TRF4 nega pedido de contador da família Richa

Richa: tucano também é réu
Richa: tucano também é réu (Foto: Geraldo Bubniak)

A 7ª Turma do Tribunal Regional Federal da 4ª Região (TRF4) negou um habeas corpus impetrado pela defesa do contador da família do ex-governador Beto Richa (PSDB), Dirceu Pupo Ferreira, que pedia o encaminhamento da ação penal na qual ele é réu para a Justiça Estadual paranaense. Com a decisão unânime dos desembargadores da 7ª Turma, o processo seguirá tramitando na 23ª Vara Federal de Curitiba.
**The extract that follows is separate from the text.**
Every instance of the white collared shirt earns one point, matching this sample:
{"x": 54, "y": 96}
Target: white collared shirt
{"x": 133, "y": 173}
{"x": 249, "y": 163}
O processo teve origem em denúncia no âmbito da Operação Piloto, 53ª fase da Lava Jato.

Além de Pupo Ferreira, também são réus nessa ação o ex-governador, o irmão dele e ex-secretário de Estado da Infraestrutura, José ‘Pepe’ Richa, os executivos da Tucumann Engenharia Rafael Gluck e José Maria Ribas Mueller, e o ex-secretário especial de Relações Exteriores, Luiz Abi Antoun, primo de Beto Richa. Eles respondem às acusações de corrupção passiva e ativa, de lavagem de dinheiro e de fraude à licitação. A decisão foi proferida em sessão virtual de julgamento ocorrida na terça-feira.
Segundo os procuradores do Ministério Público Federal (MPF), Beto Richa recebeu, em 2014, cerca de R$ 3,5 milhões em propina para direcionar a licitação de duplicação da rodovia PR-323 para o Consórcio Rota das Fronteiras, integrado pelas empresas Odebrecht, Tucumann, Gel Engenharia e America. Conforme o MPF, Pupo Ferreira, na condição de contador do ex-governador, participou da operação para ocultar a natureza ilícita do dinheiro.
A defesa de Pupo Ferreira sustentava no pedido de habeas corputus que os atos de corrupção investigados não possuíam qualquer tipo de conexão com agentes federais nem teriam acarretado prejuízo à União. Os advogados do contador questionavam a competência da Justiça Federal para processar e julgar o caso, com o argumento de que os delitos imputados a ele teriam sido praticados somente em detrimento do Estado do Paraná.
Contas secretas - No entendimento da desembargadora federal Cláudia Cristina Cristofani, relatora do recurso, as transações financeiras realizadas em contas secretas no exterior, ainda que não tivessem relação direta com Pupo Ferreira, caracterizam prática de lavagem transnacional, atraindo, portanto, a competência da Justiça Federal.
Segundo a denúncia do MPF, o Grupo Odebrecht fez, no primeiro semestre de 2014, um acordo ilícito com o ex-chefe de gabinete de Richa, Deonilson Roldo para que a concorrência fosse limitada na licitação da Parceria Público-Privada (PPP) para as obras na rodovia. O consórcio liderado pela Odebrecht e Tucumann Engenharia foi o único a participar da licitação e venceu. A estrada é considerada uma das mais perigosas do estado, mas a obra nunca saiu do papel.